ATHENS — Tune into any college basketball game over the opening weekend and one thing was clear: there were plenty of whistles.
The NCAA made a major push in the offseason to have officials enforce rules more tightly this year. The goal is to improve scoring by increasing the freedom of movement and reducing physical play. It's working so far as points are up — and so are fouls.
"I think the officials are doing what they're supposed to do," Duke coach Mike Krzyzewski said after his fourth-ranked Blue Devils lost to No. 5 Kansas 94-83 Tuesday night. "Everyone just has to keep adjusting. Too much is being said about it. Start playing the way we're supposed to play. We had three great guys, guys who are big-time officials. I thought they reffed a terrific game and we have to adjust. That's the way it is."

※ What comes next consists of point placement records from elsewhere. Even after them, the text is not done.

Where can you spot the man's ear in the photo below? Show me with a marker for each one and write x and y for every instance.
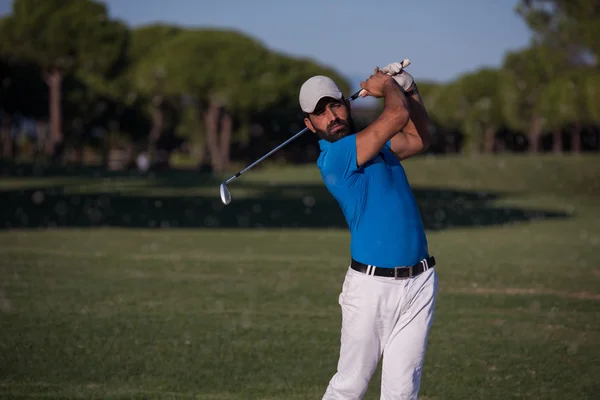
(309, 124)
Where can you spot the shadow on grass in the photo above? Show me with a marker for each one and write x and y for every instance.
(260, 206)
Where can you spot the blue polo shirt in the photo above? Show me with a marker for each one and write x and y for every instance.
(376, 199)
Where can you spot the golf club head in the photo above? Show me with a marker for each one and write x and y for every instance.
(225, 195)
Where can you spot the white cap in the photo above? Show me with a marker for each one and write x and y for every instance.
(314, 89)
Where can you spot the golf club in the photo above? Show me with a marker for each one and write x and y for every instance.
(224, 190)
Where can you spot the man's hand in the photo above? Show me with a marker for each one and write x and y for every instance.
(404, 79)
(376, 84)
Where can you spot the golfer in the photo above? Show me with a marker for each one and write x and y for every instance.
(389, 291)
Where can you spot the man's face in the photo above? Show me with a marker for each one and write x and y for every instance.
(330, 120)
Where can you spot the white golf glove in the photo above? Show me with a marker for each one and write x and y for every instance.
(404, 79)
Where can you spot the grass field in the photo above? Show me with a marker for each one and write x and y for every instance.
(122, 286)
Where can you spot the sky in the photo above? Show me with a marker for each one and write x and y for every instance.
(443, 39)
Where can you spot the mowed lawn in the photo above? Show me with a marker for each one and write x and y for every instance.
(122, 286)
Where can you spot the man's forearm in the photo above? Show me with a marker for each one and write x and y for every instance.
(414, 138)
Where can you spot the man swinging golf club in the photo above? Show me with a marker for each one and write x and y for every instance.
(389, 291)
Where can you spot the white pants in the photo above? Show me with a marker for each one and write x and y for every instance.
(383, 316)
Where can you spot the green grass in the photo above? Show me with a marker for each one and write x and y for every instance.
(240, 302)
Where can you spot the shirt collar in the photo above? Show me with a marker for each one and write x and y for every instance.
(324, 144)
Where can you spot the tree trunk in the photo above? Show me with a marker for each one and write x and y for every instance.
(225, 136)
(576, 138)
(211, 120)
(489, 139)
(157, 127)
(7, 142)
(54, 82)
(535, 132)
(41, 129)
(557, 141)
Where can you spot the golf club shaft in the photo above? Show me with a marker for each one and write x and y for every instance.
(353, 97)
(266, 155)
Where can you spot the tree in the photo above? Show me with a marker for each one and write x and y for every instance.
(483, 109)
(228, 79)
(568, 26)
(61, 38)
(525, 74)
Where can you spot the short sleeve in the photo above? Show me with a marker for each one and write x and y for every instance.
(339, 165)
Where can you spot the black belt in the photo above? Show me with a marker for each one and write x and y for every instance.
(396, 272)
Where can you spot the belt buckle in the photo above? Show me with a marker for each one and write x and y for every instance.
(396, 272)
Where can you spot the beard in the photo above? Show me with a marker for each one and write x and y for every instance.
(337, 129)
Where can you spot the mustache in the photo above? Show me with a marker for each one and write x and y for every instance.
(337, 122)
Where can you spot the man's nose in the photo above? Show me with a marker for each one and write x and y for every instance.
(331, 115)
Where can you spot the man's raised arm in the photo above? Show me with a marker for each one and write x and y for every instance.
(414, 138)
(394, 117)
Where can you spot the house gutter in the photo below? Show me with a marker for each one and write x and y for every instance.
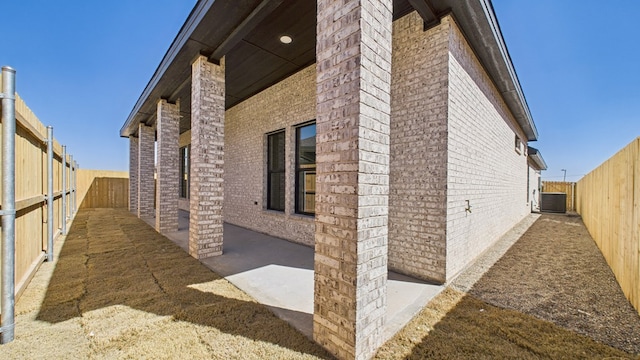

Both men's and women's games averaged nearly an identical 42 fouls a game in the first few days according to STATS. That's seven more than last season for the men and 10 for the women.
"When they're going to call fouls, you've got to be able to play without fouling," Syracuse coach Jim Boeheim said. "They're going to call fouls. It's going to be that way. Every game I watched today and last night they're calling these fouls. We have to adjust to it."
The ninth-ranked Orange and Fordham combined for 55 fouls and 72 free throws on Tuesday night.
"The way they're calling the game, if you get to the basket with the ball there's a 90 percent chance there's going to be a foul called," Boeheim said. "I think they're overreacting a little bit. Now, almost virtually any contact is a foul. I think it'll take awhile for everybody to get used to the rules and the calls — the referees as well as the players."